"Something worked perfectly" vs "something worked perfect"

While grammatically the former one seems to be the only correct form (English is my second language, so let me know if I'm wrong here), the latter one appears to be used quite extensively, and I wonder if it's appropriate, too. Thanks!


This is a common mistake of (mainly native speakers) today to use adjectives in this improper way, as in your example. There's no grammatical reason to do so, but unfortunately it's happening more and more, even in mainstream media, TV, radio, etc.
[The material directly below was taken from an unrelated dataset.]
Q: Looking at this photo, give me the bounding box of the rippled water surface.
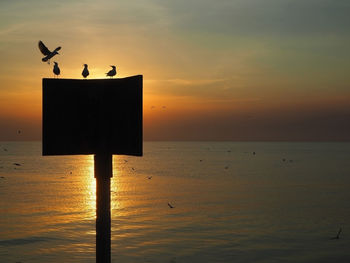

I'm adding a quotation from an article called "Do it Real Quick, Or The Death of the Adverb". Beware that I do not necessarily agree with the whole article (in case you decide to read it), but I definitely agree with this quoted part:

Adverbs are on the retreat in Modern English. Do it real quick has become the norm. We want to get this bridge rebuilt as quick as possible is a borderline case (quickly seems to be more appropriate). But it is enough to listen to the people around us, to observe adjectives replacing adverbs. A boy of ten comments on the speech of a person with an accent: “You are talking funny.” As ill luck would have it, the adverb funnily is rare, so that the boy had little choice. To a conservative taste he did it real good is a bit too much, but I fully realized what odds adverbs are facing only when I read in an undergraduate paper: “She sings beautiful.” On the same day I heard: “She is fragile and walks slow.”


Perfect has been used as adverb since the fifteenth century, but such use is now non-standard.